Picture a curious reader, because people who read tend to be curious people. When readers finish your book, they want to have learned something about their world, not just your world. They want to have new knowledge that they can carry with them in general, not only in relation to your story. I’m currently reading Andre Agassi’s Open and learning a lot about tennis competition!
Make it (Mostly) Accurate
Relying on memory is a sure way to include inaccuracies. As a memoir author, you should always do your best to tell the truth. But your truth, as you remember it, is not necessarily how things really went down. This is a challenge for every memoir author.
Lucky are the authors who have spent their lives journaling. In those journals can be fine descriptions and details you wouldn’t even think about twenty years later. You have the feelings you’re feeling in real time.
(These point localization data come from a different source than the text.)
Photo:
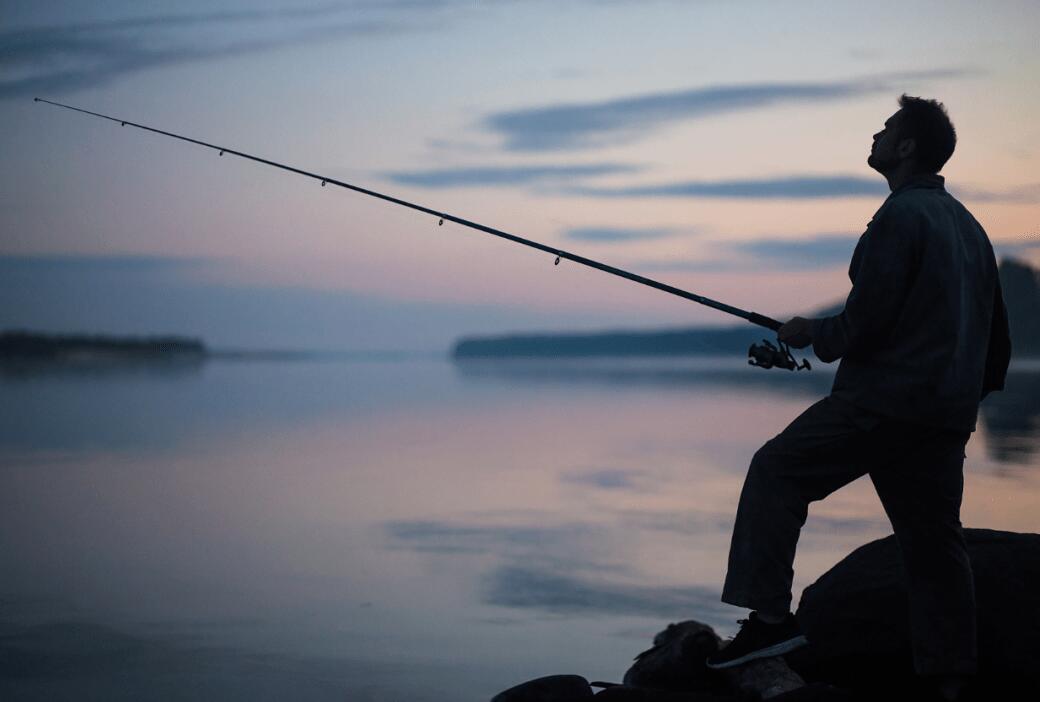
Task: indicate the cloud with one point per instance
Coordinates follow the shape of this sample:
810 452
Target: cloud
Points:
615 234
784 187
1025 195
1019 247
534 588
44 60
820 251
437 537
607 478
16 264
582 125
502 176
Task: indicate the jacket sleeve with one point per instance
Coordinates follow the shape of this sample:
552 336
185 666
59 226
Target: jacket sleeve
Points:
998 354
884 262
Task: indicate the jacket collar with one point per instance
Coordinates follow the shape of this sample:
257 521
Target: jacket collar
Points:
931 181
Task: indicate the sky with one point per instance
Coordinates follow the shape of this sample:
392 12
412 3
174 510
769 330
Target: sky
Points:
720 147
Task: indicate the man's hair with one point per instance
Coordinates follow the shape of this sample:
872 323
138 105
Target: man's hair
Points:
927 123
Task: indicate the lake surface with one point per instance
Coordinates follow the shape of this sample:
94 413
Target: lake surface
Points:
400 529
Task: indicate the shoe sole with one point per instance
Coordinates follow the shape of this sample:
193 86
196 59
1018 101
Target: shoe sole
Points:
768 652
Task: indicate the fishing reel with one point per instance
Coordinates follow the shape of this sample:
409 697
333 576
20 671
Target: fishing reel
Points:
767 355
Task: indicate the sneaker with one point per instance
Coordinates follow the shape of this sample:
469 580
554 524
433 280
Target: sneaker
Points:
758 640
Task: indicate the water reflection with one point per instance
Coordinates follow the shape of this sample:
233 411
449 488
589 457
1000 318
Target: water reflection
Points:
1010 418
249 527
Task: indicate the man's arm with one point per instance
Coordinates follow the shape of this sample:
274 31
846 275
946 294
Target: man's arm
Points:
998 354
887 262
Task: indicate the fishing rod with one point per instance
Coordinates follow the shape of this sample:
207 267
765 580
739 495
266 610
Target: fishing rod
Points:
764 356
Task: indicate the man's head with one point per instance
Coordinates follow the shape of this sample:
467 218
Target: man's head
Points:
919 137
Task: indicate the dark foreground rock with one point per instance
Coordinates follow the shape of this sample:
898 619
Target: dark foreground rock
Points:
856 618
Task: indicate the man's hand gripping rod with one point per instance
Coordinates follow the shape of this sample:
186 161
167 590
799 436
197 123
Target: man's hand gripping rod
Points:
763 356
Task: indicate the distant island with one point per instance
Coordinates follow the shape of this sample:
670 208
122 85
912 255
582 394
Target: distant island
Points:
1019 281
34 346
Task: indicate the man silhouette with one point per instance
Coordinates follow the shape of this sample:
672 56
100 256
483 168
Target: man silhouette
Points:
923 339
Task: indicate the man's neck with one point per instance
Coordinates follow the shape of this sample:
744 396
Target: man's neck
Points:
903 175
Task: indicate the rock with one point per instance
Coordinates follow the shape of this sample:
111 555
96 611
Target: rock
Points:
549 689
627 694
855 617
676 661
765 678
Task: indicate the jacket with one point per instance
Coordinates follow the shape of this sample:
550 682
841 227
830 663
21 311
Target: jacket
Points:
924 334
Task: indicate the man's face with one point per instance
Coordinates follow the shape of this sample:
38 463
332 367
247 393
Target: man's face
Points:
886 154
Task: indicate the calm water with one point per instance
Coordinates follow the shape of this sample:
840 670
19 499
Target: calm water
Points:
401 529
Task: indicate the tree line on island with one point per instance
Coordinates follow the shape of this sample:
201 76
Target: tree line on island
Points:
1021 294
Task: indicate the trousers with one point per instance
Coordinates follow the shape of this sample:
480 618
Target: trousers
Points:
917 472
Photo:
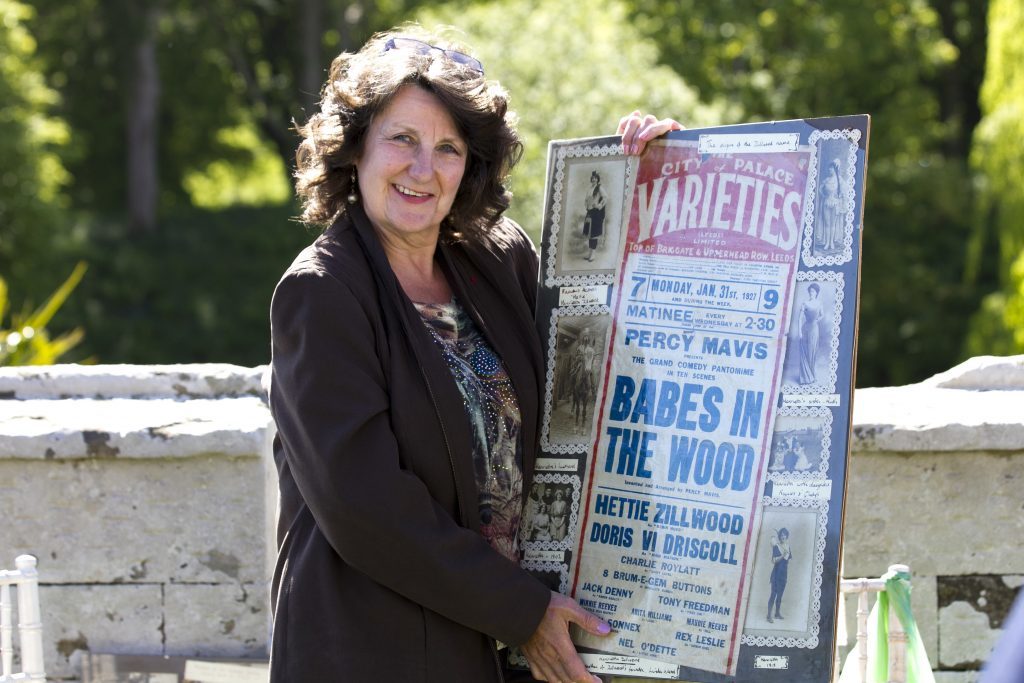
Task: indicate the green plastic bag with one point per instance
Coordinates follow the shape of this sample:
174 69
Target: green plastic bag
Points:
897 594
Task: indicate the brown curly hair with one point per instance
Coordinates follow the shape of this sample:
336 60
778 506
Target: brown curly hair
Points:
363 84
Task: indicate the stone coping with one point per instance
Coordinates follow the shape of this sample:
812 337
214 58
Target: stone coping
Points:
179 381
82 428
974 407
92 411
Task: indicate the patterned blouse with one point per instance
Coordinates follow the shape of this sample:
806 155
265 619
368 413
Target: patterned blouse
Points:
493 409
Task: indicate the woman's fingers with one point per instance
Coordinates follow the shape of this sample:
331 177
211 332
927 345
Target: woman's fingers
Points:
637 129
550 651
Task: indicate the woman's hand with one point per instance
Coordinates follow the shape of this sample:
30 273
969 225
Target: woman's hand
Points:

But if you have no diary to draw from, at least do some fact-checking. Make sure you’re using the correct spelling of the names of streets, people, businesses. Check dates! They’re important to your story but elusive in the memory. Ask people involved in your stories to tell you their recollections of what happened, and compare their accounts with what you’ve written. If you can get your hands on transcripts of proceedings, video footage or any other record of events, take the time and trouble to do that.
You might want to include a disclaimer that you are presenting the events as you remember them. But if your memoir is mostly accurate as well as informative, relatable and entertaining, you will have a book worth reading.